Страница 75 из 86
— Сла-абый, — протянул он. — На таком слабом пахать… Погоди-ка, а не поехать ли тебе на недельку к моей сестрице в Москву. А? Или хочешь — в лагерь тебя определю? Через завком путевку достану.
— Спасибо… — покривился Саня. — Достали уж…

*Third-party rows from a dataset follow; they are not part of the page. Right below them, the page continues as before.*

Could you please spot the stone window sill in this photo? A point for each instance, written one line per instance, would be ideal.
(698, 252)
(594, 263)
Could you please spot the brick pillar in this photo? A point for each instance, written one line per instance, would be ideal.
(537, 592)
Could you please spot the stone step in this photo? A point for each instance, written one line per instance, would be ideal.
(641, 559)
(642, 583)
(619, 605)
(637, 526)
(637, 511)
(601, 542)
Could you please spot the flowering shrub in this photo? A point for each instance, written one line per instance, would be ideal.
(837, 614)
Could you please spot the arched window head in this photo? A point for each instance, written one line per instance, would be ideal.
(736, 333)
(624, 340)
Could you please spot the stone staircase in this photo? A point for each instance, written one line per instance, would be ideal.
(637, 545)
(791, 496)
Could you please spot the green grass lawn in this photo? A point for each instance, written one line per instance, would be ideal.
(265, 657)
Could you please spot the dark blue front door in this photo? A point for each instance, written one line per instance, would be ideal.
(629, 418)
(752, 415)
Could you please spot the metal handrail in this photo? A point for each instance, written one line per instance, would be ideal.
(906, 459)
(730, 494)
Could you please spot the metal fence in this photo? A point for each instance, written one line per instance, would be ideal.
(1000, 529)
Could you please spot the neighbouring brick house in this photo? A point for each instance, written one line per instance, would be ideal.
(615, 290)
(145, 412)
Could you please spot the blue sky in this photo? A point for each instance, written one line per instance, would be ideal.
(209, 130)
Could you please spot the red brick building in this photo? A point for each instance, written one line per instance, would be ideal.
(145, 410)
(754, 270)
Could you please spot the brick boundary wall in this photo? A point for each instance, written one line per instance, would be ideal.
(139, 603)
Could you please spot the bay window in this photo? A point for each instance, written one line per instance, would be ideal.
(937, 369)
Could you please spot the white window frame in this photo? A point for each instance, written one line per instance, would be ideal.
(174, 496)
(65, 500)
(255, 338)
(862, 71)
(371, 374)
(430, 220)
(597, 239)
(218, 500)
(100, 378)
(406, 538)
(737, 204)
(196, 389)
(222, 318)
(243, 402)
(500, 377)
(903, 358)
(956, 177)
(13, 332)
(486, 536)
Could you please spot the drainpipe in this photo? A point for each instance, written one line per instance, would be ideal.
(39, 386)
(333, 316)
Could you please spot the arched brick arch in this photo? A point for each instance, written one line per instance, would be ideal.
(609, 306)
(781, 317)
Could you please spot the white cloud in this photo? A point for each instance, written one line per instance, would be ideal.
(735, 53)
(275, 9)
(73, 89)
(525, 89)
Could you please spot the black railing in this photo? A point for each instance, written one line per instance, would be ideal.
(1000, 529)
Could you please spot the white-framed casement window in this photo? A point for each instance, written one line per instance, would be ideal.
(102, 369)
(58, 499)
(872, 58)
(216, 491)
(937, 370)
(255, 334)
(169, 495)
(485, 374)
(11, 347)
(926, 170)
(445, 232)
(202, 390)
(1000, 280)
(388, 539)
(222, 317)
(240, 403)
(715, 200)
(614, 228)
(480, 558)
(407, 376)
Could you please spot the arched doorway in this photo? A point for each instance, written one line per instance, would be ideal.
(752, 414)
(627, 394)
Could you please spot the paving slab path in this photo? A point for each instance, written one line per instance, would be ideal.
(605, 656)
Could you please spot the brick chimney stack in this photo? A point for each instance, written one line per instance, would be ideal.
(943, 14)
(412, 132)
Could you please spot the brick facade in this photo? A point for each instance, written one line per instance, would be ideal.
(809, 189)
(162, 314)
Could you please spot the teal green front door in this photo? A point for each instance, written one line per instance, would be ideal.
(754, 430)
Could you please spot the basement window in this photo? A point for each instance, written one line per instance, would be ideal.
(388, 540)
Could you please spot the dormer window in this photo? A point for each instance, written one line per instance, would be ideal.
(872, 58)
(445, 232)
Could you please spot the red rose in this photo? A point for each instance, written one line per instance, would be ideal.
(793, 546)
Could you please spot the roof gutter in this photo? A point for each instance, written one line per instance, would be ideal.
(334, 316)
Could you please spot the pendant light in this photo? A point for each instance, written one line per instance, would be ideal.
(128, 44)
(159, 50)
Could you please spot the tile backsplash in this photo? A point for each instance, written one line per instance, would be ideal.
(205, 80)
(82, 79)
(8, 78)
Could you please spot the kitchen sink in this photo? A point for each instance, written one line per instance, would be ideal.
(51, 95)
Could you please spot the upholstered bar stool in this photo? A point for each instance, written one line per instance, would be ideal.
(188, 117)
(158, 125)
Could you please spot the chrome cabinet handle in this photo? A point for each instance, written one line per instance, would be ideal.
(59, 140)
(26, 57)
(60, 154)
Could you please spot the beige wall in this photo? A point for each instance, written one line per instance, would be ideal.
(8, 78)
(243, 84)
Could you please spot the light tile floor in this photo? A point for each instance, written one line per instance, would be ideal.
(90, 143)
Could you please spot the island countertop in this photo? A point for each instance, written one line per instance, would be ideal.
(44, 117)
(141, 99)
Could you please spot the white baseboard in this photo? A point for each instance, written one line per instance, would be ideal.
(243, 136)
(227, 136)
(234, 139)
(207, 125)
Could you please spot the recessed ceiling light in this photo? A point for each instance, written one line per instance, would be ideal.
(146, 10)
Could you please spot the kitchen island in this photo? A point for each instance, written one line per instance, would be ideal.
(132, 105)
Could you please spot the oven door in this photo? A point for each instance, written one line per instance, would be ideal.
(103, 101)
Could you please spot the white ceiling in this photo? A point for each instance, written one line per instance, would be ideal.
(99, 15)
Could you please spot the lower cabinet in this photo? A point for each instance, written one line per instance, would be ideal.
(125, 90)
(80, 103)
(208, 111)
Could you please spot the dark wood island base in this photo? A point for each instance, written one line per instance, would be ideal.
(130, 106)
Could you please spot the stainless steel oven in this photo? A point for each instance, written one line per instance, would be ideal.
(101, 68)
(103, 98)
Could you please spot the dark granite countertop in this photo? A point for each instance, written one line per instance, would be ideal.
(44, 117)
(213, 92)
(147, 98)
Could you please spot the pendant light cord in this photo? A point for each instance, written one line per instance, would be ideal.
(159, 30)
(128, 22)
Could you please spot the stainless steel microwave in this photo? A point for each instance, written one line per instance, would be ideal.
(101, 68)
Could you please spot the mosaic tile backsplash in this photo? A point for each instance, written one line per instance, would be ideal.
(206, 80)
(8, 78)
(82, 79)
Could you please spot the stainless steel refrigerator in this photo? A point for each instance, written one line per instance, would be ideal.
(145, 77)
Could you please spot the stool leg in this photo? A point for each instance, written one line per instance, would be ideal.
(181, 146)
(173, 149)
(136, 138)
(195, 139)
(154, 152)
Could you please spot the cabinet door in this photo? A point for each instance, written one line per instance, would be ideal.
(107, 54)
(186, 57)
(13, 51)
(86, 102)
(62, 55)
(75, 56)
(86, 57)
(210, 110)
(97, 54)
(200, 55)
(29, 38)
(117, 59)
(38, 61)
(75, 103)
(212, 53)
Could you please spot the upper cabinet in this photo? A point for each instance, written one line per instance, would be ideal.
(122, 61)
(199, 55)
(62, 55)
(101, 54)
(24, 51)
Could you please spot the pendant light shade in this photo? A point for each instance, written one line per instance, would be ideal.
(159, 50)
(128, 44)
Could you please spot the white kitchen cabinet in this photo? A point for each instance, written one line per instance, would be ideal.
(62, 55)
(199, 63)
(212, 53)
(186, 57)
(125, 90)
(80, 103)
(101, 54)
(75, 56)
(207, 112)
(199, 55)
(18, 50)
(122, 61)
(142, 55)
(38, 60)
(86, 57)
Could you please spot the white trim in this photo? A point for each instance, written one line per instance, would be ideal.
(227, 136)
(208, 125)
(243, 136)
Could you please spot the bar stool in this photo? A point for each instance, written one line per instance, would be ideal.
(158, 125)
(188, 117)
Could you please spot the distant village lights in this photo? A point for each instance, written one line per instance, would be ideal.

— Ну ладно, еще потолкуем, отдыхай пока…
Дед Кузьмин ушел, похмыкивая, покачивая головой. А Саня в сопровождении Шарика обошел заброшенный, как-то вдруг заросший сад, поглядел на грушевого чертенка, на лишайники и паутину, на бледные тонкие поганки в чащобе и, обойдя, остановился было в растерянности.
Шарик заскулил — потерянно, безнадежно.
— Цыц! — прикрикнул Саня. — И ты туда же? Ну нет же!
И, схватив косу, пошел сшибать буйную крапиву, молодую зеленую бузину и чертополох. Густо запахло сочной травой, запищали полевки, легкое серебро одуванчиков поднялось в воздухе.
Дед Кузьмин и бабка Марья приспели ко времени: в доме был полный разгром, а среди опрокинутых стульев в луже воды стоял с тряпкой босой Саня и смотрел на них с вызовом.
— А и верно! — взяла у него тряпку соседка. — Может, у мужика и глаза ни на что не глядят, оттого и тоскует.
— От баловства, от мягкости нашей тоскует — кнута бы ему! — сказал дед Кузьмин и пошел трясти дорожки.
Не через час, не через два, а к вечеру, но заблестела изба чистотой. На сверкающих окнах умиротворяюще колыхались тяжелые «богатые» занавески бабки Марьи. К босым ногам деда Кузьмина ласкалась мягкая дорожка, заметно полегчавшая после выколачивания. Не на кухне, а в гостиной стоял застланный, сверкающий скатертью стол, а посреди его возвышался бабкин самовар с медалями. Самовар погудывал, бабка Марья устало щурилась на него, а дед Кузьмин пока помалкивал, выжидал.
Уже давно прогудел завод, прошла смена, уплыли на своих моторках на выходные дни рыбаки, а отца все не было, и самовар устал гудеть. Но вот раздались шаги, и все подняли головы. Отец появился на пороге, и трое впились ему в лицо взглядами.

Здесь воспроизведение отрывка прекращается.